The first investigation was a closed-door board of inquiry ordered by President Roosevelt eleven days after the attack. The Roberts Commission, named after its chairman, Supreme Court Justice Owen Roberts, concluded its investigation January 23, 1942, by laying the blame on Admiral Husband Kimmel, commander in chief of the U.S. Pacific Fleet, and Lieutenant General Walter C. Short, commanding officer of the U.S. Army's Hawaiian Department. In its official report, the Roberts Commission declared that the two men had failed to exhibit the qualities of high command. Kimmel and Short had been relieved of duty by the time the commission concluded its investigation, and both men soon retired.
Six more closed-door investigations were conducted by the U.S. Army or Navy over the next few years, their results cloaked in secrecy because of concerns over military security. It wasn't until after the war that the public would learn exactly what had happened on December 7, 1941.
November 15, 1945, saw the beginning of a joint congressional investigation into the disaster. It lasted six months and produced more than 15,000 pages of testimony. Both the majority and minority reports issued at the end of the investigation placed the primary blame on Kimmel and Short, noting that the two men had failed to heed warnings from Washington of a potential enemy attack and that they had failed to properly alert their forces. The committee concluded that while Kimmel and Short had made “errors in judgment,” they were not guilty of “dereliction of duty.”
Conspiracy theorists continue to have a field day with Pearl Harbor. One idea has President Roosevelt moving the Pacific Fleet from California to Hawaii to lure the Japanese into attacking the United States and thus opening the door to war, which the nation needed to break out of the Depression. However, facts suggest that this was not the case. The fleet was moved at the urging of the State Department because it believed that having the Fleet in Hawaii would deter Japanese aggression — not tempt them to attack.
The congressional committee's report was not the end of the debate. Many questions remained, but the documents that might answer them would not be declassified for many years.
Why Warnings from Washington Were Not Heeded
As for war warnings from Washington, they were received and acted on, but ineffectively. Kimmel received a dispatch from the Navy Department warning of anticipated aggression by Japan, and Short received a similar warning from the War Department. Kimmel decided not to raise the alert status of the navy forces he commanded because he didn't want to frighten Pearl Harbor's civilian population. He did, however, send two aircraft carriers with escorts to deliver planes to Wake Island and Midway, an action that accidentally helped save the valued ships when the Japanese finally attacked.

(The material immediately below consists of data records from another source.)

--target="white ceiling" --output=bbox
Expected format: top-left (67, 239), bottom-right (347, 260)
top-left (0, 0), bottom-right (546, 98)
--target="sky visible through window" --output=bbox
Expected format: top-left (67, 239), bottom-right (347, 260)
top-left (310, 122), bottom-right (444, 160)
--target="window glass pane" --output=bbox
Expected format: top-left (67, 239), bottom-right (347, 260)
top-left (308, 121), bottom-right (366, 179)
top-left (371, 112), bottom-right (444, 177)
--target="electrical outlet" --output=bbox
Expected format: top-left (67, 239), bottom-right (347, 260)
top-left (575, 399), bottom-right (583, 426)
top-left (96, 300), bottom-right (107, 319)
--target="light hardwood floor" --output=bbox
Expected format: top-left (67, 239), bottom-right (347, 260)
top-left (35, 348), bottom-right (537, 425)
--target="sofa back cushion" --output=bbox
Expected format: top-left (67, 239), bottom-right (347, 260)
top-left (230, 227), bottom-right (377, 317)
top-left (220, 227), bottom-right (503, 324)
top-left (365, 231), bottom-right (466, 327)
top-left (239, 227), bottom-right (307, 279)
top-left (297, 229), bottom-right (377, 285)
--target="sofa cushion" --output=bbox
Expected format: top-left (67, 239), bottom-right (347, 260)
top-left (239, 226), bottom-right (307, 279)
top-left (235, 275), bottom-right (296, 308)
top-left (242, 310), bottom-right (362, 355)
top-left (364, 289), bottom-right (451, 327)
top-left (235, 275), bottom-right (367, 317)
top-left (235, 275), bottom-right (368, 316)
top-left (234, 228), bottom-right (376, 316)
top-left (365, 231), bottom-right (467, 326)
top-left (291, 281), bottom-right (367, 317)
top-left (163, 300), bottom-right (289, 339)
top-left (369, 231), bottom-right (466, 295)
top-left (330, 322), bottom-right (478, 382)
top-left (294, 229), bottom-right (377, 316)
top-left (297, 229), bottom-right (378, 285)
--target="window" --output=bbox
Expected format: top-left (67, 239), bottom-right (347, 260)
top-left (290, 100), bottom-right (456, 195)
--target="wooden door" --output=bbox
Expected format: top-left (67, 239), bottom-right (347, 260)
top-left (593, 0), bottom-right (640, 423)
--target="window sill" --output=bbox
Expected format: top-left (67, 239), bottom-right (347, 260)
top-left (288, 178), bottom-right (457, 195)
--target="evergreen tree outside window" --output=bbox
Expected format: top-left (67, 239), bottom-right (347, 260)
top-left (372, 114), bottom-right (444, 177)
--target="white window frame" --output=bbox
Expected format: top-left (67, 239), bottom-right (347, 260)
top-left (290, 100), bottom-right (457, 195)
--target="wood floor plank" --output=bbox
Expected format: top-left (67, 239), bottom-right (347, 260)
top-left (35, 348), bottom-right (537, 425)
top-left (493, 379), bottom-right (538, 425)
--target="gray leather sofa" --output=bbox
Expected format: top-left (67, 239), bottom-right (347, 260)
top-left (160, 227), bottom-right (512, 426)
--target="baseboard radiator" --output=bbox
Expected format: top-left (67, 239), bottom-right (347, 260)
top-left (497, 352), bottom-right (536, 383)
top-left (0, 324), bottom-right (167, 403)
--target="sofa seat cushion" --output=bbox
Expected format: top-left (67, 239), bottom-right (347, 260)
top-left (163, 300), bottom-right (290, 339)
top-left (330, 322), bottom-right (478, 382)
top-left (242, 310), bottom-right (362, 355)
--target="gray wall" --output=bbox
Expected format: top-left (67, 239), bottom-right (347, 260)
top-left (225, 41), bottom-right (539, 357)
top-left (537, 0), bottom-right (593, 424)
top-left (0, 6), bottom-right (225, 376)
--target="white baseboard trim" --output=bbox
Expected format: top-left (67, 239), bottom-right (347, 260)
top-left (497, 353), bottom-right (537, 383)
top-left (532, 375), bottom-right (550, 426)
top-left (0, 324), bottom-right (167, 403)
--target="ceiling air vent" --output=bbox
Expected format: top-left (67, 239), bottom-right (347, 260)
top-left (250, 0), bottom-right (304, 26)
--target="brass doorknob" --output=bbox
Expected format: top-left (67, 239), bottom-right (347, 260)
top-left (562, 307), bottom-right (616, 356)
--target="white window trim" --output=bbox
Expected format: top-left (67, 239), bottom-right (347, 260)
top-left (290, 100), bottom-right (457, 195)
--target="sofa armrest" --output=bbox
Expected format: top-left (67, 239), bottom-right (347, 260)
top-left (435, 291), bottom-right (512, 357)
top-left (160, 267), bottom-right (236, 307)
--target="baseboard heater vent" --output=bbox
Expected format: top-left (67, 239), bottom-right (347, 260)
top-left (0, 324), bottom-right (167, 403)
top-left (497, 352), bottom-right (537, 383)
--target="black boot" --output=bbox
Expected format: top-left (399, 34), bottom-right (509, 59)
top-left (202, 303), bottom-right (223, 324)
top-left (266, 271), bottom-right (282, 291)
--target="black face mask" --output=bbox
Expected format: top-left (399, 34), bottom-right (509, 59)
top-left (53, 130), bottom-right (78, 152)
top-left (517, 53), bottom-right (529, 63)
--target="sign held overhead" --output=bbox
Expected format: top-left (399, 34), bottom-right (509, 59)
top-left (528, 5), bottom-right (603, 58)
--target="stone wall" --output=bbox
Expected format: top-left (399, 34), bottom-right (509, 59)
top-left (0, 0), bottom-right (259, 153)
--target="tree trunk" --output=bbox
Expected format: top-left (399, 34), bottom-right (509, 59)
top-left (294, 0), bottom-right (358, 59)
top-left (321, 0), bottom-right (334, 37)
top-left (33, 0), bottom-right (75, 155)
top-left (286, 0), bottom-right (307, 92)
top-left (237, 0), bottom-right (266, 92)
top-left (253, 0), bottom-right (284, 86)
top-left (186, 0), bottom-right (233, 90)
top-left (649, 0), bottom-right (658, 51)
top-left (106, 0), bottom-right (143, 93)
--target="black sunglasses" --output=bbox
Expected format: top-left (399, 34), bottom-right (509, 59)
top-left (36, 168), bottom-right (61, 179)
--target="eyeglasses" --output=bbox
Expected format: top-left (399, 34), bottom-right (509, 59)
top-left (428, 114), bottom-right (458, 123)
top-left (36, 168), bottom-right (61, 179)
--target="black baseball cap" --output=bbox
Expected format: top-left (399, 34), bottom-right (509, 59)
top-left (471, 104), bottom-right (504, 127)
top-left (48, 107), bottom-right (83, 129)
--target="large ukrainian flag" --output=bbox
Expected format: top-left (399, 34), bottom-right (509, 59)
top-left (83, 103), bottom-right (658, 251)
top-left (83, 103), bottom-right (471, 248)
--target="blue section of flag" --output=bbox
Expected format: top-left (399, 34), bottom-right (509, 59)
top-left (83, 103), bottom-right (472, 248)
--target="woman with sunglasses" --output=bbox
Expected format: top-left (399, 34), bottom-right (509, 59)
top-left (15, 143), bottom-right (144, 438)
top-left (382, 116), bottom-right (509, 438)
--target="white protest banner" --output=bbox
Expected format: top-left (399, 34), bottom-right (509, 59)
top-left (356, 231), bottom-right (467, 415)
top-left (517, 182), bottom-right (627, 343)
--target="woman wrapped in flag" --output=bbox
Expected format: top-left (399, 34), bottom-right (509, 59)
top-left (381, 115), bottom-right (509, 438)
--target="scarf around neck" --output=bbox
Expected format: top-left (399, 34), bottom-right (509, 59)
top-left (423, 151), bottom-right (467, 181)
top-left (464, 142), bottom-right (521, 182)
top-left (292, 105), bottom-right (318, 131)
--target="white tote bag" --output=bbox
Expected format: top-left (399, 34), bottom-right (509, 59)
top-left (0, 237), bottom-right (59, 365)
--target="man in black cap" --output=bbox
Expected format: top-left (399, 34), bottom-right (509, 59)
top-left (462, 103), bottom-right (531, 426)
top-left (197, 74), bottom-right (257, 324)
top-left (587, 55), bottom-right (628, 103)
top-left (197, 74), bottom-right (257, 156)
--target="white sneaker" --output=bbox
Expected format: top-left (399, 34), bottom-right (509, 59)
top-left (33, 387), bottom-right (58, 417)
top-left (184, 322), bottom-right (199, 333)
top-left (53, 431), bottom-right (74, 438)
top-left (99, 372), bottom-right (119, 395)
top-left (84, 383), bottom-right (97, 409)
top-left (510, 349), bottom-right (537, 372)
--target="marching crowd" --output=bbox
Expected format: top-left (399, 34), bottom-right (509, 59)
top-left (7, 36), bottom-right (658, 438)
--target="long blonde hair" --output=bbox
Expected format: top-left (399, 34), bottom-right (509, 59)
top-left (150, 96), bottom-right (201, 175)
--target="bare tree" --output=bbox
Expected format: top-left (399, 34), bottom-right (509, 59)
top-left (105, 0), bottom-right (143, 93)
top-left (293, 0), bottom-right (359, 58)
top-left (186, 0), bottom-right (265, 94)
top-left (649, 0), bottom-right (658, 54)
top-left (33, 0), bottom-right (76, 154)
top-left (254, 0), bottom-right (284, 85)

Short, who was in charge of Pearl Harbor's defenses, reacted to the warnings from Washington by bolstering precautions against sabotage, considered the main threat because of the island's large Japanese American population. To that end, he followed military policy and ordered all the warplanes parked wingtip to wingtip so they would be easier to guard. Sadly, the plan only made them a more convenient target for Japanese bombers.
Kimmel and Short were also hobbled in their defense by the fact that they were denied access to intelligence reports based on the decoding of Japan's communiqués to its diplomats in the United States. Had they known what the intelligence community knew — but failed to share — they might have reacted differently.